Por: Silvana Giudici
El balance de estos diez años de kirchnerismo en el país puede abordarse desde varias perspectivas -política, económica o social- pero si se aborda desde la relación con los medios de comunicación se podrá describir una síntesis perfecta de la concepción de poder que Néstor Kirchner desarrolló desde sus primeros años de gobernador de Santa Cruz y consolidó al acceder al gobierno nacional.
Al igual que en la provincia, las primeras acciones se desplegaron en silencio, a través de la distribución de recursos públicos para coptar voluntades. La pauta oficial, que se incrementó 1678% desde el 2003 hasta hoy, y fue la herramienta principal a la hora de premiar o castigar líneas editoriales. Su distribución arbitraria funcionó, durante esta década, tanto como anzuelo fidelizador de algunos periodistas, como látigo represor de las expresiones críticas.
La sanción de la ley de medios y su aplicación discrecional ha permitido además la consolidación de un gran aparato mediático paraestatal. Empresarios enriquecidos al calor del gobierno pasaron a detentar licencias múltiples, reñidas con la ley sancionada y con la ética pública. Nada detiene a la señora Presidenta en su afán por controlar el relato. Como un gran espejo los medios funcionan devolviendo la imagen de los gobernantes. Lo positivo y lo negativo de sus rasgos se amplifican en la pantalla, y es por eso que la presión por mostrar sólo los aspectos benéficos, casi beatificadores de la imagen que Cristina Fernández de Kirchner tiene sobre sí misma, se profundiza hasta límites inimaginables.

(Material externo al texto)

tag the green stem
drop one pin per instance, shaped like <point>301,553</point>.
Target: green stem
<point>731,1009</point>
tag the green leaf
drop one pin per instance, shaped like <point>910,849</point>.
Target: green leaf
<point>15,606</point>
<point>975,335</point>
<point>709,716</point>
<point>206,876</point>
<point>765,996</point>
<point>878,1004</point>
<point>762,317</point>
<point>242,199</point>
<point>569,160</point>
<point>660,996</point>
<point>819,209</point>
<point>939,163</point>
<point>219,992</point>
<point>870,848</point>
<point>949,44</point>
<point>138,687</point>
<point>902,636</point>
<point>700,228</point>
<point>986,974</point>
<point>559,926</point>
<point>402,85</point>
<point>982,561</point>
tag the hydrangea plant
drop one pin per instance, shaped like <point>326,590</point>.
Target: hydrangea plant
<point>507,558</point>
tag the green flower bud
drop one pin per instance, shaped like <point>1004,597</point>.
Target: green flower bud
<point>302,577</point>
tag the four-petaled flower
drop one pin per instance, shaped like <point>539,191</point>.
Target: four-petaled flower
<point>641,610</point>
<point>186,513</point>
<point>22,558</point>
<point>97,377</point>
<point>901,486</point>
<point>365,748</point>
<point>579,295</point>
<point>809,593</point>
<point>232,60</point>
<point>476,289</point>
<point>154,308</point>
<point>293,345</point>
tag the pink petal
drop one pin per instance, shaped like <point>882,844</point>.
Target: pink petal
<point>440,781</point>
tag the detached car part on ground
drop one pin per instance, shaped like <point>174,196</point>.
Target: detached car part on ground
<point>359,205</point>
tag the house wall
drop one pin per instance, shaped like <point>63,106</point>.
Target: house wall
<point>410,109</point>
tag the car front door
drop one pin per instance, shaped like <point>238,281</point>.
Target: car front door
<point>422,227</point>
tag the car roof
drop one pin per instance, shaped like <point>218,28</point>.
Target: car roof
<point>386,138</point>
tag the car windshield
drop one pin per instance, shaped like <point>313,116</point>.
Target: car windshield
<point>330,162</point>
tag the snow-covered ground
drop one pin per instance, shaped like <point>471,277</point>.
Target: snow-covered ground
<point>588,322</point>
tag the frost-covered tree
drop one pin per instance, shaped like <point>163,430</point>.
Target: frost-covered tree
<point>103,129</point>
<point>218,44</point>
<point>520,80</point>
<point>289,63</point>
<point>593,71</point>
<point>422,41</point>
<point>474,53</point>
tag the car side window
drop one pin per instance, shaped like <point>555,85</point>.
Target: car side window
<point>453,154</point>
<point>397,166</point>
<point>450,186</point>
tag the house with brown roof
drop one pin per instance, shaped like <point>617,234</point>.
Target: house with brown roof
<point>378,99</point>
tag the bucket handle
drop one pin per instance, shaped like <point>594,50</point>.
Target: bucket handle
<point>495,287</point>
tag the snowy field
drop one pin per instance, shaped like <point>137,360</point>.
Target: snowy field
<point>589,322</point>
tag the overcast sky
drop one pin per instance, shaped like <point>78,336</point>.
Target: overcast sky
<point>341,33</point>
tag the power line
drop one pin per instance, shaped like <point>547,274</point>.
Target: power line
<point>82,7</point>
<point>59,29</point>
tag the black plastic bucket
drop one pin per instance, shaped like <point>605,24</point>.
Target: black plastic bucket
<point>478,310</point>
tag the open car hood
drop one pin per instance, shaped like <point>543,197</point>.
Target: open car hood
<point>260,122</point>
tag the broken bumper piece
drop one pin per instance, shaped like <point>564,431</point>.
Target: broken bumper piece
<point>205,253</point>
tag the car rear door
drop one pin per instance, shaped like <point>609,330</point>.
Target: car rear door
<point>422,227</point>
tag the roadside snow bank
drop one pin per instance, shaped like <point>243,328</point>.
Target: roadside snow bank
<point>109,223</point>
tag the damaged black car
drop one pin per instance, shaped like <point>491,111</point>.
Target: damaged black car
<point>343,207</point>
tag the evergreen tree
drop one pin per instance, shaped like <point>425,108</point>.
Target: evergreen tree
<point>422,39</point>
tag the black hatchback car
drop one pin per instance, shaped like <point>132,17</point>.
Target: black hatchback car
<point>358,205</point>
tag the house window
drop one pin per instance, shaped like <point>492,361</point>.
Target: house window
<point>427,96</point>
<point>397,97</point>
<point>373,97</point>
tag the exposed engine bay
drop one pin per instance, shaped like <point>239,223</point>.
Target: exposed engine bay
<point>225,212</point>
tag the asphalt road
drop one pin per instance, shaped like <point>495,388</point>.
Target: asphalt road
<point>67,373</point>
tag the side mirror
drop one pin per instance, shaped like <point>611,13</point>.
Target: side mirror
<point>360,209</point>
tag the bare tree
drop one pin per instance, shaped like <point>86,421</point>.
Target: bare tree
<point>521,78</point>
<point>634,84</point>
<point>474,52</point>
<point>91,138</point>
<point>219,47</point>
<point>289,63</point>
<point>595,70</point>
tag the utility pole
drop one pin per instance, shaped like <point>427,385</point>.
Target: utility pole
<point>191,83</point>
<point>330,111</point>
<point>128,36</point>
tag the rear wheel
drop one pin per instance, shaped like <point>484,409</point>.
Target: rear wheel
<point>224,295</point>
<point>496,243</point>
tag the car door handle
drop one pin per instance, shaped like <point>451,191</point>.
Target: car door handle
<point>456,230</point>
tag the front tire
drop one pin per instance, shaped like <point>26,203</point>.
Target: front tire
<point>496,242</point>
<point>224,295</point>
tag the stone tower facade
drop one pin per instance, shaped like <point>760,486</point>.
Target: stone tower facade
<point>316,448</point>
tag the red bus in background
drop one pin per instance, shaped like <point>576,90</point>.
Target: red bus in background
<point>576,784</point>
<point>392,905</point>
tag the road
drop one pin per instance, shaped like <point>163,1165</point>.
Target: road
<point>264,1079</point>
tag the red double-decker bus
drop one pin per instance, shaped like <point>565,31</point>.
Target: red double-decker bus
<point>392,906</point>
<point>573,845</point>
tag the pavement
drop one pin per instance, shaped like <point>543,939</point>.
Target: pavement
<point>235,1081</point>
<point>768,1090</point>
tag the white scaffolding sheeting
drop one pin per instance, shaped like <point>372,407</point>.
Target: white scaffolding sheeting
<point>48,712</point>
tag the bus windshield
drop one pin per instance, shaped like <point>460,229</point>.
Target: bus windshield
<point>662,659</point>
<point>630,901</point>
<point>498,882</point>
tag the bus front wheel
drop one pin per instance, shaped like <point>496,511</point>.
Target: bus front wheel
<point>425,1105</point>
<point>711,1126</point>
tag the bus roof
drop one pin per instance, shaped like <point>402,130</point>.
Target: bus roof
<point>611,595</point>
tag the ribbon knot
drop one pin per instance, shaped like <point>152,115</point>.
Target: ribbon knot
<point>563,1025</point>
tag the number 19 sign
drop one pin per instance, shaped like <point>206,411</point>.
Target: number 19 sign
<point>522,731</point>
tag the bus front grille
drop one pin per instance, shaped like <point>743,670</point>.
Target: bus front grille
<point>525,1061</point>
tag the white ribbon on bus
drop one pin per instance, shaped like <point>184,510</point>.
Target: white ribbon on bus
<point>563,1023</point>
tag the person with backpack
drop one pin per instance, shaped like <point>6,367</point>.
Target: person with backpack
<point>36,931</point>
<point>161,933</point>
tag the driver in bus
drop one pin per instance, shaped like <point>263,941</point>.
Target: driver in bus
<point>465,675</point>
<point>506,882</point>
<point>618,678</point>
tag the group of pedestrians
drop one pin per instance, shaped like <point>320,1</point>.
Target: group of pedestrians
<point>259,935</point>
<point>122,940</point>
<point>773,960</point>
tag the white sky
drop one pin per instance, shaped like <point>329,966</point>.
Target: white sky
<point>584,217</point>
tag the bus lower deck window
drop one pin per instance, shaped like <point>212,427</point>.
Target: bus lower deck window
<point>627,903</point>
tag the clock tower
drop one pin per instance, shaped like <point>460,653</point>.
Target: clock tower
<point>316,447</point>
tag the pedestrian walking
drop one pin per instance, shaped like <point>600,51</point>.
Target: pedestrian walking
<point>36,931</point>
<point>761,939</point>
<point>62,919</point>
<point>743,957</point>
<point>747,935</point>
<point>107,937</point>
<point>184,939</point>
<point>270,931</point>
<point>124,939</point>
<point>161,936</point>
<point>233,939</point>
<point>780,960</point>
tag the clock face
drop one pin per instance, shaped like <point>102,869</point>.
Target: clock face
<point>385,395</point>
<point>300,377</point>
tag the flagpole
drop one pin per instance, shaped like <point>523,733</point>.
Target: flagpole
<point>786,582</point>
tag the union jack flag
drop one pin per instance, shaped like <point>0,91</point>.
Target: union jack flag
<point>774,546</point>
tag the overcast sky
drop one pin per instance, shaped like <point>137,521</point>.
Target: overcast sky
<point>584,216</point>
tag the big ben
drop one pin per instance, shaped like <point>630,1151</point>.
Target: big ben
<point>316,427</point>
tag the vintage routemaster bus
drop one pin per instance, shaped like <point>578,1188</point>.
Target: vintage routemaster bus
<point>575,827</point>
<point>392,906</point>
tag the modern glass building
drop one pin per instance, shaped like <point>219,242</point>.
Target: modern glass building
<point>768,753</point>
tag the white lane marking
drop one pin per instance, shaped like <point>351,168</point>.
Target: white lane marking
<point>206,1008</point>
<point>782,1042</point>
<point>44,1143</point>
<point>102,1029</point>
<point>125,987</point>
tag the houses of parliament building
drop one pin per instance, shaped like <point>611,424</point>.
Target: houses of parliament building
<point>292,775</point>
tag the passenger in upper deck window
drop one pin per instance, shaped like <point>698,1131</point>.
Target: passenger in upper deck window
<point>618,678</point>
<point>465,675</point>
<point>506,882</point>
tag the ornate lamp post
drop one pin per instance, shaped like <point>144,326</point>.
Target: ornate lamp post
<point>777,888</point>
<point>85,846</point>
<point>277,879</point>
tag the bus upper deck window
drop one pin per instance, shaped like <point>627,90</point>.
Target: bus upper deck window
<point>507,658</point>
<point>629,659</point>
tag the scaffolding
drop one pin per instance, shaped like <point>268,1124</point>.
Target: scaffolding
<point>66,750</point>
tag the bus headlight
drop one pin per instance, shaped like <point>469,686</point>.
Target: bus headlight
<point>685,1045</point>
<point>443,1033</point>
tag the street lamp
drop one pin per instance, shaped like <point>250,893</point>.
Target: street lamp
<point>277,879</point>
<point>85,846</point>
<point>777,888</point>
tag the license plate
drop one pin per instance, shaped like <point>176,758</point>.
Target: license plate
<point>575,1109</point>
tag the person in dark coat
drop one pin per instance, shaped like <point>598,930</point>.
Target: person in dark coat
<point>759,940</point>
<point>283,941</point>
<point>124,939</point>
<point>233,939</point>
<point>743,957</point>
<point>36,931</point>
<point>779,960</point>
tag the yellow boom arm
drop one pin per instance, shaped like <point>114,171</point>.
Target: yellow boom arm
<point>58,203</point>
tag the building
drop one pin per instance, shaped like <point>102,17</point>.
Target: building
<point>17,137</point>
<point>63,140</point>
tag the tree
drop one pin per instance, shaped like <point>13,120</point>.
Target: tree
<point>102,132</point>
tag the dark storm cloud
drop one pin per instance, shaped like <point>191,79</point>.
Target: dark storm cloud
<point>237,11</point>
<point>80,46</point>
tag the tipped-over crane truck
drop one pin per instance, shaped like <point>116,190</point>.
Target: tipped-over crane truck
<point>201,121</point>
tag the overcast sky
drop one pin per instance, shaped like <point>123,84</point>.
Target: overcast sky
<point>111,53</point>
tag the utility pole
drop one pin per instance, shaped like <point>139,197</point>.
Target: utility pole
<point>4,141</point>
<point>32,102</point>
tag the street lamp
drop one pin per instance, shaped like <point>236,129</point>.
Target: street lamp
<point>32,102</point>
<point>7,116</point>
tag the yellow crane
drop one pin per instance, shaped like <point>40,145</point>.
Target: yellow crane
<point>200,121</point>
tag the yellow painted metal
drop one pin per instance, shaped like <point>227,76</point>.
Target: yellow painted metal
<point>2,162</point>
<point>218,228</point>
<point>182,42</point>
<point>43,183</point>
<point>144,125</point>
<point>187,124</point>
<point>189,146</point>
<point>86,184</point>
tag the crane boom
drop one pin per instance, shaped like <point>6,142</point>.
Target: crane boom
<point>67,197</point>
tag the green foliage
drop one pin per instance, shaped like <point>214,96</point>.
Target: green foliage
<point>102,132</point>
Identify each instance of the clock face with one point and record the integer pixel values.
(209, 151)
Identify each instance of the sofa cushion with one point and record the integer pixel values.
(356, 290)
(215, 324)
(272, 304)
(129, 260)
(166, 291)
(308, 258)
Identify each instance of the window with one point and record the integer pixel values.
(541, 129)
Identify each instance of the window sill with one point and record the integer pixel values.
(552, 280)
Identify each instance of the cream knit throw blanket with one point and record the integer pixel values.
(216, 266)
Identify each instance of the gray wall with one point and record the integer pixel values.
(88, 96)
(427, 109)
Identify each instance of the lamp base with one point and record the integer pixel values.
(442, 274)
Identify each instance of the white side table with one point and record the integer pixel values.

Los rumores de una eventual intervención al grupo Clarín o la expropiación de las acciones privadas de Papel Prensa, son un ejemplo de esa presión y de la formidable escalada que registró el conflicto con los medios durante el presente año electoral. Admoniciones presidenciales, persecución fiscal o censura se despliegan sobre periodistas, consultores económicos, organizaciones de defensa al consumidor, actores o directores de cine o sobre cualquier ciudadano que piense diferente, como una de las características más graves de la política de control del relato. En esta última y desangelada etapa de la década kirchnerista el disenso está prohibido y nada es suficiente para exterminarlo. Ni la Constitución ni el respeto por las instituciones y la independencia del Poder Judicial son suficiente obstáculo para las ansias de imponer una “Cristina eterna”.